There’s an important electoral dimension here too. Socialism may have been thrashed at the ballot box 10 months ago, but Johnson is right that ‘a huge, huge number of people feel totally excluded from capitalism’, especially the millions unable to buy their own home. The Tories might have a stonking majority, but they trailed Labour markedly among voters aged under 44 (a benchmark for ‘young’ that I’m more than happy with, personally).
His words may also give hope to those concerned that the Government’s economic agenda seemed to boil down to lobbing public money at Red Wall seats and hoping something sticks. In any case, it was always a patronising assumption that voters in post-industrial Britain are all pining for a handout. Nor can it just be about ‘build, build, build’ either: welcome though better infrastructure is, its dividends take many years to kick in, and we need something altogether more immediate.

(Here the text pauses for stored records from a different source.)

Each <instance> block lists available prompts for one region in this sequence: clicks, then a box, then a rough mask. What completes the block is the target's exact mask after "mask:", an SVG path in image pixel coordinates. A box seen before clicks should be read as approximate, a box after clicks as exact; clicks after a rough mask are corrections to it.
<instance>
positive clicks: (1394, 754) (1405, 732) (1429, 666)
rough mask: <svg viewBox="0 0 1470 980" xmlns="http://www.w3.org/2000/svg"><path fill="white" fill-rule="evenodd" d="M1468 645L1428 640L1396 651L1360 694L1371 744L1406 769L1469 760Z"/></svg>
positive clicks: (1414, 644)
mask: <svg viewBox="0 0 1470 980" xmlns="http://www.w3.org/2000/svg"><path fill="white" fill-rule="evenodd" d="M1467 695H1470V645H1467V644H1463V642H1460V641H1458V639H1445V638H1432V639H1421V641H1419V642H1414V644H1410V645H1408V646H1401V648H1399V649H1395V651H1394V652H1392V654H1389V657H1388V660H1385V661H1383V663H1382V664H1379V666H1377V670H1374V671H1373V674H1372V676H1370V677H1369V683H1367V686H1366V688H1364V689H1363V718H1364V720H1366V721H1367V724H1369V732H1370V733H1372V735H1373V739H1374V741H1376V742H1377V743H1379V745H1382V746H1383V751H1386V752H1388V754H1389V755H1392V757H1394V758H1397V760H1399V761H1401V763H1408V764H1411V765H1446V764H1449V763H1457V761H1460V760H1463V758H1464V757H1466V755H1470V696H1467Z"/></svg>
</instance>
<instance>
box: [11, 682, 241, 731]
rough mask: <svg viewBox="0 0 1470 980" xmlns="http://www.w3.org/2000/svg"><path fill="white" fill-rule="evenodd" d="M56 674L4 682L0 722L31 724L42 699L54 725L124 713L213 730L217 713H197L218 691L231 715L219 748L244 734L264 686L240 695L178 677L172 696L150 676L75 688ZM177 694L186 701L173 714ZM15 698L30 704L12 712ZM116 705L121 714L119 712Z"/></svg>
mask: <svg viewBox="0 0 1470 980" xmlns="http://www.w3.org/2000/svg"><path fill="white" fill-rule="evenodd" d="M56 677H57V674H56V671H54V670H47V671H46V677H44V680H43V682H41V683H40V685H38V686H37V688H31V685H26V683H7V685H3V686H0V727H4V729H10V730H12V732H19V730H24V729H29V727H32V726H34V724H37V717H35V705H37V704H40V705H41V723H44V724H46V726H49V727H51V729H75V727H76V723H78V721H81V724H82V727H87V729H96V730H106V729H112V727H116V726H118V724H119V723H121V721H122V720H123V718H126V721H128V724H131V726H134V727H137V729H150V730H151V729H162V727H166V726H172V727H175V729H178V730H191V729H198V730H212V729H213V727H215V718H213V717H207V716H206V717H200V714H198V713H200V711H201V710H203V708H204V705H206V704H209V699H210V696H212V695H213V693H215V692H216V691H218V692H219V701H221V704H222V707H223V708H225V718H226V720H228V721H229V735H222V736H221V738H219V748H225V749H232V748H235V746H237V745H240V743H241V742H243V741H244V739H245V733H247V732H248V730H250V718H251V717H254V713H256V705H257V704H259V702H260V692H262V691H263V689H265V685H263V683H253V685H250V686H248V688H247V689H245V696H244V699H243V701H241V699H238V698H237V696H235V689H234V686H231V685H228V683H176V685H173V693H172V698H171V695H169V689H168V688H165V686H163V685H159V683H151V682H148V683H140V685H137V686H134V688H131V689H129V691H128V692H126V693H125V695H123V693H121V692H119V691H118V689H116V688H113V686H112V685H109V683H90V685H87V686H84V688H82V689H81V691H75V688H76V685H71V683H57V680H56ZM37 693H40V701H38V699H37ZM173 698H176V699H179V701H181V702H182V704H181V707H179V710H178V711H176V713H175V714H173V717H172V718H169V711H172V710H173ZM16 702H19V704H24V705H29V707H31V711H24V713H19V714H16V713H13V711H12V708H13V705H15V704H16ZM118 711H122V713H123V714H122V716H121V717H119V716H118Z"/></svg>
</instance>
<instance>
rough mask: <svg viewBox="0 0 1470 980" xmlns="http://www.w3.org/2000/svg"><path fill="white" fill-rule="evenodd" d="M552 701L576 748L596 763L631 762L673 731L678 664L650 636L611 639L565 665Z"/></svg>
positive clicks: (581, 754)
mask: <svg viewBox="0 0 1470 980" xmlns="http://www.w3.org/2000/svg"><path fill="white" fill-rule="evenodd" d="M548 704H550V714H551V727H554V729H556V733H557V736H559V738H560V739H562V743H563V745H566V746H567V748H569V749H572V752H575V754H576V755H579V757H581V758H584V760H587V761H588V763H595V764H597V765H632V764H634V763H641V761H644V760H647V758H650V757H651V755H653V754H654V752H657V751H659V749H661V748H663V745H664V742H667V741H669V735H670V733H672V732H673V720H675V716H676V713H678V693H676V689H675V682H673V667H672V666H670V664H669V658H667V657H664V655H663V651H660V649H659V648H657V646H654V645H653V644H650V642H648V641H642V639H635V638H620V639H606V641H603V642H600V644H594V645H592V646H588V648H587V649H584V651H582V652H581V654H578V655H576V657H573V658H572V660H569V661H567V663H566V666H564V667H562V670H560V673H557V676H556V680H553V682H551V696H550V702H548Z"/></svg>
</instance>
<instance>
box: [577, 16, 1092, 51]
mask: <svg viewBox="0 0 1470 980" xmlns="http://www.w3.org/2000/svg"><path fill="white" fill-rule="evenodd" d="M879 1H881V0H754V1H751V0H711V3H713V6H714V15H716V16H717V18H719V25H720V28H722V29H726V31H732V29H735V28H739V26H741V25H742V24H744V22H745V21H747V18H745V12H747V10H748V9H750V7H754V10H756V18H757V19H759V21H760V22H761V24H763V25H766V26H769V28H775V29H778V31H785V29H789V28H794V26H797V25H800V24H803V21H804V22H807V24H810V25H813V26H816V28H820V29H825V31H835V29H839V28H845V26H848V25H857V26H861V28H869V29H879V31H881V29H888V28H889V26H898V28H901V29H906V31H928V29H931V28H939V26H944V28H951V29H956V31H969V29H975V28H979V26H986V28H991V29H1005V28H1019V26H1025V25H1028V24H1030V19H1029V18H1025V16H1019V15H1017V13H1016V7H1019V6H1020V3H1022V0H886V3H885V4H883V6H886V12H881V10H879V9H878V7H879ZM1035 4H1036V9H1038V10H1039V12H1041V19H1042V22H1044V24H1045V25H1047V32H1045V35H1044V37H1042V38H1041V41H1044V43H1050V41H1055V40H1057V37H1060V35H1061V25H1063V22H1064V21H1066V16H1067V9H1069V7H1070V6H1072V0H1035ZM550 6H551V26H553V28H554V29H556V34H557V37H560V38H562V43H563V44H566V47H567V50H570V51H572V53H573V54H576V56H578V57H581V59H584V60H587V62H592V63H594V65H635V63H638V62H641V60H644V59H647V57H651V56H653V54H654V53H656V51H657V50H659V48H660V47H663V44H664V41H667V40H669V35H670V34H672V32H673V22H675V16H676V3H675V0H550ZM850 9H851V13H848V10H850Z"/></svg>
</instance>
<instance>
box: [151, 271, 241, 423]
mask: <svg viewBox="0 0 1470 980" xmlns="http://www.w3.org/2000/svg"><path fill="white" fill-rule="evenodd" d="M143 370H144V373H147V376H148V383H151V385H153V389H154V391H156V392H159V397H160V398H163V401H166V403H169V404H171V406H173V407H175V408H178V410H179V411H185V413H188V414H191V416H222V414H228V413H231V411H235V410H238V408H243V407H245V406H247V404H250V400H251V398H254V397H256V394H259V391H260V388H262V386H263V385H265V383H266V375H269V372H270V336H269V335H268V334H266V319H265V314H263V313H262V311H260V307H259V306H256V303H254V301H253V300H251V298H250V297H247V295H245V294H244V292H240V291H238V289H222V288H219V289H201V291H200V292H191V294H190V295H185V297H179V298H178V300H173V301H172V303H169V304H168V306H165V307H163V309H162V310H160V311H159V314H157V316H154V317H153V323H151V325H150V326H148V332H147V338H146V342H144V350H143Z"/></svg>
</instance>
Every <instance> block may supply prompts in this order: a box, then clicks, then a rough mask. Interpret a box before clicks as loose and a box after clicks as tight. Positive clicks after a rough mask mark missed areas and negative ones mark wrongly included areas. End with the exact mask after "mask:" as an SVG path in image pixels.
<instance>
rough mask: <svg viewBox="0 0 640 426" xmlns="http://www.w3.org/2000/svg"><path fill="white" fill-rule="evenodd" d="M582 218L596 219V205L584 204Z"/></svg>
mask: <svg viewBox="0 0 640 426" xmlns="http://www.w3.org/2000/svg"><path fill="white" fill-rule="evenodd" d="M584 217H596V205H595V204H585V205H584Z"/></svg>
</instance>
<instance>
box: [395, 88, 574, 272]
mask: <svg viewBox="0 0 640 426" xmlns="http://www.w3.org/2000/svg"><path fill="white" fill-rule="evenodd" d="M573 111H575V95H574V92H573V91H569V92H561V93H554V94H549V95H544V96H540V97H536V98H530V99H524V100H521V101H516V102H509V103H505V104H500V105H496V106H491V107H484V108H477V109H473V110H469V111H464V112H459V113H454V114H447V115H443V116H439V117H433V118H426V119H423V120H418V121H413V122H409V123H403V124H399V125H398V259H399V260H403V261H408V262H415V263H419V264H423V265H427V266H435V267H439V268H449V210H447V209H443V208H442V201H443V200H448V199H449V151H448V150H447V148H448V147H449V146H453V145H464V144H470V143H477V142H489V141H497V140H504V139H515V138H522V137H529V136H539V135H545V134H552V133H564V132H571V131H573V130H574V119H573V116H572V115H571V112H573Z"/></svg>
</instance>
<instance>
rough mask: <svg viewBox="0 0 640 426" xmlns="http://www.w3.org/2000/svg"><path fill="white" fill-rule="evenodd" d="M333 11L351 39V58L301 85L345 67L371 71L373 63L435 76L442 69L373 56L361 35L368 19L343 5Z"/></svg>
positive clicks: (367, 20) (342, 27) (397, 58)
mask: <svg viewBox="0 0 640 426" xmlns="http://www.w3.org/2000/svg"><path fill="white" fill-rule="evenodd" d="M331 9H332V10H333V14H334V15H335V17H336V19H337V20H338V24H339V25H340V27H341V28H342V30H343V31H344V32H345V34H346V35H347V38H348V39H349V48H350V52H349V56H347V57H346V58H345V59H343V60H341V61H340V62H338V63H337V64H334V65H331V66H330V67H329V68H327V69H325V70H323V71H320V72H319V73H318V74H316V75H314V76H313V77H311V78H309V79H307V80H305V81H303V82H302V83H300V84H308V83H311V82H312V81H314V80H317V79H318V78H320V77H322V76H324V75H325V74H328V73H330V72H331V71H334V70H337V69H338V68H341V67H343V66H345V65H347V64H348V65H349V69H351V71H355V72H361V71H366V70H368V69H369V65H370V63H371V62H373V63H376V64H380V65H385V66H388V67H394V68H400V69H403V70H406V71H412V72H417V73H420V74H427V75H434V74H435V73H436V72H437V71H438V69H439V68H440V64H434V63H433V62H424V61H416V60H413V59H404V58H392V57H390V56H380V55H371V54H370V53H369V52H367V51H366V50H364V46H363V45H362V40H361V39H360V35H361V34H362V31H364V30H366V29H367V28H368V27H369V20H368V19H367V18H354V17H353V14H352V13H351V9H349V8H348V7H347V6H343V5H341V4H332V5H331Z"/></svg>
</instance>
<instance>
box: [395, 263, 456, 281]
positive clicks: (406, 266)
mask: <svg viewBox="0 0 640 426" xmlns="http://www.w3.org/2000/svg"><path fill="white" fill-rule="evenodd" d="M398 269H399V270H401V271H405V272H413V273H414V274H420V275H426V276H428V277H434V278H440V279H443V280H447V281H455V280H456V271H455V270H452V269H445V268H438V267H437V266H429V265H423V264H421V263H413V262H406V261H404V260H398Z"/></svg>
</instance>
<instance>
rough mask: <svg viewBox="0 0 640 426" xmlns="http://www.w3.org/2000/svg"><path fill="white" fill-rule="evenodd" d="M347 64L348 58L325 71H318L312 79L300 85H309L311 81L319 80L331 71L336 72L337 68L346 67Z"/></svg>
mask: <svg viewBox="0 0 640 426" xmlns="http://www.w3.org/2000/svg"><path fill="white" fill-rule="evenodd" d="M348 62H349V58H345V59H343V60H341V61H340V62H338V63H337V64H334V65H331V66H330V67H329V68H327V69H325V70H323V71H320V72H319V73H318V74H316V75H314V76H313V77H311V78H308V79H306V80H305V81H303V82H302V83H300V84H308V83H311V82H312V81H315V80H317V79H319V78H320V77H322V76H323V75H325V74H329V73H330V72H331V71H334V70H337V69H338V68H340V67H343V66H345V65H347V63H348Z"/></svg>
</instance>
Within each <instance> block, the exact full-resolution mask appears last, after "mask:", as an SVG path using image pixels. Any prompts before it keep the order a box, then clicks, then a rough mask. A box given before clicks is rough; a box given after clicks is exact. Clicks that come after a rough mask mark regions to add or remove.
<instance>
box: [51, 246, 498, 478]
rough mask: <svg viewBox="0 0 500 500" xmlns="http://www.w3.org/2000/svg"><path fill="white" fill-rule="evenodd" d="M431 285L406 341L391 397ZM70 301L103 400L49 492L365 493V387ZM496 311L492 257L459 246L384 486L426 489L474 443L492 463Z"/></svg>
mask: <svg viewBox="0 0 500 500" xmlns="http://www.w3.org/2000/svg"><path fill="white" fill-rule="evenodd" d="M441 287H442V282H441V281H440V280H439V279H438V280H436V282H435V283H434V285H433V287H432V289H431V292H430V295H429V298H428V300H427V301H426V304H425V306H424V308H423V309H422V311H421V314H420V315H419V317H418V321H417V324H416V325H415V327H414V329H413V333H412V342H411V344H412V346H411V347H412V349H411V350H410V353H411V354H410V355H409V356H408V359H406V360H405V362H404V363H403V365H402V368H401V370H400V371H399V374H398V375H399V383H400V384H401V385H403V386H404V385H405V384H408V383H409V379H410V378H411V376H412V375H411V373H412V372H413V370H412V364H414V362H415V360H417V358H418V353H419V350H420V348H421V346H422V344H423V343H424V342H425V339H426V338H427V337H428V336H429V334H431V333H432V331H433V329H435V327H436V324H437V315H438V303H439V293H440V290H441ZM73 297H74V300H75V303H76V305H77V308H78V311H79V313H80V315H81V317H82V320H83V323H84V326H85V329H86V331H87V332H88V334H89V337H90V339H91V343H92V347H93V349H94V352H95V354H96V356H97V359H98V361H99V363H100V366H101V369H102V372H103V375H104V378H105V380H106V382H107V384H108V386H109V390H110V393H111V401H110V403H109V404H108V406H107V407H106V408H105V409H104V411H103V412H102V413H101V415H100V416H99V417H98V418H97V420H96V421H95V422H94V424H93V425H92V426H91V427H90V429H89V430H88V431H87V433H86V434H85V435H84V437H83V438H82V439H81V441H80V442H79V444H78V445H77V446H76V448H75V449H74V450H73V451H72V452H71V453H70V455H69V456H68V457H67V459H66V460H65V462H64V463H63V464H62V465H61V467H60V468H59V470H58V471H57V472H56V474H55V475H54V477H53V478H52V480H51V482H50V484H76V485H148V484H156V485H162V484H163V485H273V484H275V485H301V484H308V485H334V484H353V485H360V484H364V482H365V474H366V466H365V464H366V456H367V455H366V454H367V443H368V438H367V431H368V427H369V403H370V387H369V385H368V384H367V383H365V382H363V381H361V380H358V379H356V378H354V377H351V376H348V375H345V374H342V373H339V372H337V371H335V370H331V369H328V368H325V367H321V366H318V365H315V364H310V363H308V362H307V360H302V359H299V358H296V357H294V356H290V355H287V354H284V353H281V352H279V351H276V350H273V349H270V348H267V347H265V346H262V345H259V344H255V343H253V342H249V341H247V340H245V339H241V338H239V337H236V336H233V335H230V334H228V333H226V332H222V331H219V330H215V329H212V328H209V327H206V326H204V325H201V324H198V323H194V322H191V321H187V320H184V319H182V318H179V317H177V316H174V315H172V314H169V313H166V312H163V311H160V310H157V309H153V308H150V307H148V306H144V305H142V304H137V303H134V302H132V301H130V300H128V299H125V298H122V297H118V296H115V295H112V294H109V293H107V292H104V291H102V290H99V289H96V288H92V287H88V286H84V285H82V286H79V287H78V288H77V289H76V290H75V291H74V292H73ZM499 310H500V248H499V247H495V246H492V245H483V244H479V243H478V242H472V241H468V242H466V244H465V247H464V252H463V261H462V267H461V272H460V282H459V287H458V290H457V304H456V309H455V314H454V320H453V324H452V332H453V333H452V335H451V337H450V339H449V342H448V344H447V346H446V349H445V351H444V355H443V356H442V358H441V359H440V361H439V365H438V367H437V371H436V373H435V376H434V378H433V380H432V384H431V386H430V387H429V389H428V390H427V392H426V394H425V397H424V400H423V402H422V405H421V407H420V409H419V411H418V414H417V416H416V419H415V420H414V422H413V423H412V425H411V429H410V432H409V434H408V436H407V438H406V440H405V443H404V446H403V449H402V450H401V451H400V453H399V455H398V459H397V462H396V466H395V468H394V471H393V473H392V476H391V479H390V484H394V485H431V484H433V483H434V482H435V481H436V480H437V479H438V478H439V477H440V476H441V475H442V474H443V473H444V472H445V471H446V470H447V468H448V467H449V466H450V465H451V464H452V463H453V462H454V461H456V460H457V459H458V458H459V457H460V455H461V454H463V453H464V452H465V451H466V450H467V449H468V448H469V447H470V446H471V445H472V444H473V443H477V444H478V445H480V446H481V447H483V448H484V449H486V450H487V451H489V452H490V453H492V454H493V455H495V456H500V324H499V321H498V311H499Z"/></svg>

Still, although recent policy discussions have tended to centre on how much the state should be paying for things – be it wages, subsidised meals or Our NHS – we have also seen some green shoots of economic liberalism.
Take the highly promising recent reports that RIshi Sunak will expand our stingy investment allowances, meaning businesses could soon be able to fully write off their investments in productivity-enhancing machinery. That chimes with the Chancellor’s own economically liberal instincts, which have understandably taken a back seat in this oddest of years.
Equally, the long overdue reforms to the planning system may not go as far as some of us would like, but they are certainly a step in the right direction.
Those supply-side reforms may take some time to bear fruit, but in the meantime one of Johnson’s proposed demand-side solutions is a long-term, low deposit mortgage – a policy inspired by last year’s Resentful Renters report from our parent organisation, the Centre for Policy Studies.
Combined with the very welcome Stamp Duty holiday, which we hope is made permanent, it suggests a Government waking up to the fact that there won’t be many future capitalists – or Tory voters – if younger Brits don’t have the chance to accrue some capital.